Innes the news of her liberation. It would not be necessary, after
all, or even excusable, to tell Horace. His wife would do that
quickly enough--at least, she had said she would. If she didn't--
well, if she didn't, nothing would be possible but another letter,
giving HIM the simple facts, she, Madeline, carefully out of the way
of his path of duty--at all events, at Calcutta or Bombay. But
there was no danger that Mrs. Innes would lose the advantage of
confession, of throwing herself on his generosity--and at this point
Madeline usually felt her defenses against her better nature
considerably strengthened, and the date of her sacrifice grow vague
again.
Meanwhile, she was astonished to observe that, in spite of her
threat to the contrary, Mrs. Innes appeared to be enjoying herself
particularly well. Madeline had frequent occasion for private
comment on the advantages of a temperament that could find
satisfaction in dancing through whole programmes at the very door,
so to speak, of the criminal courts; and it can not be denied that
this capacity of Mrs. Innes's went far to increase the vacillation
with which Miss Anderson considered her duty towards that lady. If
she had shown traces of a single hour of genuine suffering, there
would have been an end to Madeline's hesitation. But beyond an
occasional watchful glance at conversations in which she might be
figuring dramatically, and upon which she instantly turned her back
as soon as she was perceived, Mrs. Innes gave no sign even of
preoccupation. If she had bad half-hours, they occurred between the
teas and tennises, the picnics, riding-parties, luncheons, and other
entertainments, at which you could always count upon meeting her;
and in that case they must have been short. She looked extremely
well, and her admirable frocks gave an accent even to 'Birthday'
functions at Viceregal Lodge, which were quite hopelessly general.

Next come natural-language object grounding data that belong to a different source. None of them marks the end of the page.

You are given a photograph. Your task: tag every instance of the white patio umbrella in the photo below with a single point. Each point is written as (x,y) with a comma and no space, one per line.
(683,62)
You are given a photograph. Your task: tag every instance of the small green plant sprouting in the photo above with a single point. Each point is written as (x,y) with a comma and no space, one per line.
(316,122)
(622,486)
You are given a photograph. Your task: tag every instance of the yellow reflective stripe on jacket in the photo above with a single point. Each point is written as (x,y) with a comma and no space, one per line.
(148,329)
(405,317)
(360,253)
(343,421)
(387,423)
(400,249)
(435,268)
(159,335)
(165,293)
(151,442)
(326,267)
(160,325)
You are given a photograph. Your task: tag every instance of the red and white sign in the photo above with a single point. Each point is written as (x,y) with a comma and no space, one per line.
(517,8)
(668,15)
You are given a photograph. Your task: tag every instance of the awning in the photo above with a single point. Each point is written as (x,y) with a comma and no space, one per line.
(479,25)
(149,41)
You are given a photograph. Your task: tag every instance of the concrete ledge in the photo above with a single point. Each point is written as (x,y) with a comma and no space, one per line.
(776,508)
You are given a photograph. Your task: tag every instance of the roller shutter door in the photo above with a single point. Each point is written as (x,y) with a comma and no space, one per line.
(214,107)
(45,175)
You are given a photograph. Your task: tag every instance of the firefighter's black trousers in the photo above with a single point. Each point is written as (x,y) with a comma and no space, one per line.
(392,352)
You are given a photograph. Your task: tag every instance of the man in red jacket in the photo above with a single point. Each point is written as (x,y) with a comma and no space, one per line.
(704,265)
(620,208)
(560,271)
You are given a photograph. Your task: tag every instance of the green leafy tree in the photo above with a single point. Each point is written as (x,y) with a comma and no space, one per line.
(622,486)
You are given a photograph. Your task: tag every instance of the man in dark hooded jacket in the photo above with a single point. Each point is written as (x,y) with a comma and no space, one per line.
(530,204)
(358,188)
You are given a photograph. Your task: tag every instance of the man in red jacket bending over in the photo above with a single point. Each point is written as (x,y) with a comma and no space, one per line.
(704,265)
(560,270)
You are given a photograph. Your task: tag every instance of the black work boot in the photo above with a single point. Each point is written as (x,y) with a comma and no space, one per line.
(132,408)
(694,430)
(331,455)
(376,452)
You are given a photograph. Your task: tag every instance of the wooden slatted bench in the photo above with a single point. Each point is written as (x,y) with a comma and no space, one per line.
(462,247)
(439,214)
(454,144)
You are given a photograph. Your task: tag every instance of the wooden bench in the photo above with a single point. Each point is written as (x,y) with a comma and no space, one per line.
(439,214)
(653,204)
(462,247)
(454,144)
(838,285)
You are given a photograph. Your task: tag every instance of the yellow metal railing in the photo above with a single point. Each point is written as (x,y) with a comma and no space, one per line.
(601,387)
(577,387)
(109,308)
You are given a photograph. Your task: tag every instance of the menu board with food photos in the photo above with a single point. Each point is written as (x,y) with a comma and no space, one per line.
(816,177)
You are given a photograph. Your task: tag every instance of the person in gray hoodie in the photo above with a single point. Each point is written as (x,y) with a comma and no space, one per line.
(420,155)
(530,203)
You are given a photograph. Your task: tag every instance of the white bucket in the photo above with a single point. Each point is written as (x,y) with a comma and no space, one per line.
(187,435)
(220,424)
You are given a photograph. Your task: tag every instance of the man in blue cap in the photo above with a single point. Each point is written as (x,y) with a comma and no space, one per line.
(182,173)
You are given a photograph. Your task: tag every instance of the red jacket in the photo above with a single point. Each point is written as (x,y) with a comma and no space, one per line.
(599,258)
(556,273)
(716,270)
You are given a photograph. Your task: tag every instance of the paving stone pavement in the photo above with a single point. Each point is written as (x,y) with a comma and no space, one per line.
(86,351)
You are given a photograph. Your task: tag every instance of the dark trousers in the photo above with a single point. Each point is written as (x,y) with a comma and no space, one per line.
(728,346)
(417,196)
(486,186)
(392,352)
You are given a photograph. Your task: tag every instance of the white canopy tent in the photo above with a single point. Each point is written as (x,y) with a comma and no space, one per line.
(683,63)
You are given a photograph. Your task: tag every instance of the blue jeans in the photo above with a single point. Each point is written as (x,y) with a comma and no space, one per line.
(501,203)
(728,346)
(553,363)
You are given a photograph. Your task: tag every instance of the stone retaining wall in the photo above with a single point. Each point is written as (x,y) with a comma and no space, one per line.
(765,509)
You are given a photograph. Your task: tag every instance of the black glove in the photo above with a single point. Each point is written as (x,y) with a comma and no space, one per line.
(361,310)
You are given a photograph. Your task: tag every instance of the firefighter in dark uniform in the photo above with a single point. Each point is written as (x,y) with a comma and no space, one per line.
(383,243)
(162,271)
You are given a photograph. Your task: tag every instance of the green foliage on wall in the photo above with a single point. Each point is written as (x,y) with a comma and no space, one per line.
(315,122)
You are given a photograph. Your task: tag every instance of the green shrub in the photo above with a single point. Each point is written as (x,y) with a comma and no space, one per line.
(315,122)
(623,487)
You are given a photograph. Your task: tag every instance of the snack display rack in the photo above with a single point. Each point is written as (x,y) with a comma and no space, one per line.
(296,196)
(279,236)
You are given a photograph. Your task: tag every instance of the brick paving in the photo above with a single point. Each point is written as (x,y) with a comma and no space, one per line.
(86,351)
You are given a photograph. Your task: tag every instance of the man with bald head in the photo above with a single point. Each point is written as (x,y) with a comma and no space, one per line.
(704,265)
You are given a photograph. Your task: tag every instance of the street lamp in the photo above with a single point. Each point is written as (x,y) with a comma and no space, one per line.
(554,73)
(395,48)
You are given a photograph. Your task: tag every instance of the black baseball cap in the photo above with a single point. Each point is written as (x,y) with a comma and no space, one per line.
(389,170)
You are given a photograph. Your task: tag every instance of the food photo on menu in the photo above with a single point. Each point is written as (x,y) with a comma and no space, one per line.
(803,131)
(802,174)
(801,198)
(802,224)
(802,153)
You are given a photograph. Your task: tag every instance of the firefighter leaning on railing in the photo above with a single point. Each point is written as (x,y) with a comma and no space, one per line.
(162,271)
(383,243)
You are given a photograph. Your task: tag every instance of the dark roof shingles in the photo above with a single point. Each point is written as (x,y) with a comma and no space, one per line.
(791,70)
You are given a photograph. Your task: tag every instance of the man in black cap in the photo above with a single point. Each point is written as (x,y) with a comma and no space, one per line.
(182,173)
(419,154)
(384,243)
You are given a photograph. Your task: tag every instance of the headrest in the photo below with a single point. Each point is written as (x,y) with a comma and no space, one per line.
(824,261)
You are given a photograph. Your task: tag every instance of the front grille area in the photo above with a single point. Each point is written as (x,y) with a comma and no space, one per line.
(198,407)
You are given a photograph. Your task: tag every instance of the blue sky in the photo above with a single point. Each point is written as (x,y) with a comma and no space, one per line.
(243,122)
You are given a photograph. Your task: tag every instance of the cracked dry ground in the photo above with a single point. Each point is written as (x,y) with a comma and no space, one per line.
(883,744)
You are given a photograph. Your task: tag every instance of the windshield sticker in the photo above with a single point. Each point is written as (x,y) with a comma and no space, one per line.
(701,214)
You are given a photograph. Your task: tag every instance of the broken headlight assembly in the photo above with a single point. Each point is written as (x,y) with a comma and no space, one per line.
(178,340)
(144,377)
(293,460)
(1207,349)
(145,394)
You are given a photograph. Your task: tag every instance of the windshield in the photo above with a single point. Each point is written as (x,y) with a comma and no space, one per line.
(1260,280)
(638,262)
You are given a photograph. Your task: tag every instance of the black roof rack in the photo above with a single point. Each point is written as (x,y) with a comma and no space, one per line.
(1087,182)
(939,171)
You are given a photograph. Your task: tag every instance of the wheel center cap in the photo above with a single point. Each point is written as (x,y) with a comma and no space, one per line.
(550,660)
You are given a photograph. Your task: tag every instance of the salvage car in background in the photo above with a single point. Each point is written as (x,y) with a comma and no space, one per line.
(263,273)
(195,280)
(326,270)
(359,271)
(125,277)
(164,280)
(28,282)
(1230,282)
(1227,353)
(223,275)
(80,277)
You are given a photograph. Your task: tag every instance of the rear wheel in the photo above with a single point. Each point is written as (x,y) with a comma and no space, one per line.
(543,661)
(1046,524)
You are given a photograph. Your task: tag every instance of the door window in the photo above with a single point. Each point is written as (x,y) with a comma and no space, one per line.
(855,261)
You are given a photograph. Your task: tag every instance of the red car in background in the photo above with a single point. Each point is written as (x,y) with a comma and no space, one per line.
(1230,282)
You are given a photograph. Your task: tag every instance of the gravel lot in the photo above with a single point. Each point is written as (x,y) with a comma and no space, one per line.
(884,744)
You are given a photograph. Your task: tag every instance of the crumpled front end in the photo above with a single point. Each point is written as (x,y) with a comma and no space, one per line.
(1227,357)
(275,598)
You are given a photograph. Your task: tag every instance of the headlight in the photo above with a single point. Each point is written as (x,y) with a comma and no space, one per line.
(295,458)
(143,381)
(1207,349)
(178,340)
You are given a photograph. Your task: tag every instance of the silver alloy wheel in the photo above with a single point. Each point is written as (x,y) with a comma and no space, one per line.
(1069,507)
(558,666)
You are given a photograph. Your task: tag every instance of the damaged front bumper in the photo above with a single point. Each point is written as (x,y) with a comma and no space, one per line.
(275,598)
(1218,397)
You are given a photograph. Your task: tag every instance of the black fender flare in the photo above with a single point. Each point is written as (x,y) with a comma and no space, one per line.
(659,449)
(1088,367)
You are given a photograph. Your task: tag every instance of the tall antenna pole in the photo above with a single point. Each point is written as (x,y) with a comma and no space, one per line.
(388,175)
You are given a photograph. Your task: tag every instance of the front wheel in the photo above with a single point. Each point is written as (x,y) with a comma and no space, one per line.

If any one could have compelled a revelation of her mind, I think it
would have transpired that her anxieties about Capt. Valentine Drake
and Mrs. Vesey gave her no leisure for lesser ones. These for a few
days had been keen and indignant--Captain Drake had so far forgotten
himself as to ride with Mrs. Vesey twice since Mrs. Innes's arrival-
-and any display of poverty of spirit was naturally impossible under
the circumstances. The moment was a critical one; Captain Drake
seemed inclined to place her in the category of old, unexacting
friends--ladies who looked on and smiled, content to give him tea on
rainy days, and call him by his Christian name, with perhaps the
privilege of a tapping finger on his shoulder, and an occasional
order about a rickshaw. Mrs. Violet was not an introspective
person, or she might have discovered here that the most stable part
of her self-respect was her EXIGENCE with Captain Drake.